We are delighted that the ceremony will be attended by many survivors and their relatives, for whom commemoration and visiting the site of their suffering exactly 80 years later is so important. This group is united by a shared fate, but it is also made up of individuals with different political stances and opinions.

The survivors play a central role in the event programme. The commemorative speeches this year will be delivered exclusively by survivors and people born in the Bergen-Belsen DP camp.

Political representatives will also give welcoming addresses. They will do so as representatives of nations that have a clear connection to the history of Bergen-Belsen.

When Bergen-Belsen was liberated by the British Army on 15 April 1945, a special connection was forged with the UK. A large British delegation will attend the ceremony this coming weekend, as is the case on every major anniversary. Angela Rayner, Deputy Prime Minister of the United Kingdom, will speak on behalf of the liberators.

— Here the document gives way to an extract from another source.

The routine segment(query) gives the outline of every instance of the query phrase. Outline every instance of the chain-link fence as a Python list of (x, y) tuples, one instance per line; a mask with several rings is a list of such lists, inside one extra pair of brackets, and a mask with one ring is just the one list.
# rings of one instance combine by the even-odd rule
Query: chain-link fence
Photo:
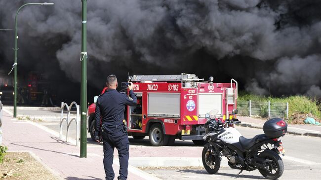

Bergen-Belsen also has an important historical connection to the State of Israel. Palestine, and then Israel from 1948, was the destination of choice for many survivors, and most Holocaust survivors live there today. Speaking on behalf of Israel, therefore, is His Excellency Ron Prosor, Ambassador of the State of Israel to the Federal Republic of Germany.

Singing Hatikvah was very important to the survivors in the DP camp even immediately after the liberation. It has been sung at the Jewish monument ever since – regardless of the individual stance of the people present.

As the organizers, our main focus is commemoration, and we will not allow this event to be instrumentalized for self-serving political purposes. We hope to bring people together in conversation and fellowship at a dignified commemoration ceremony.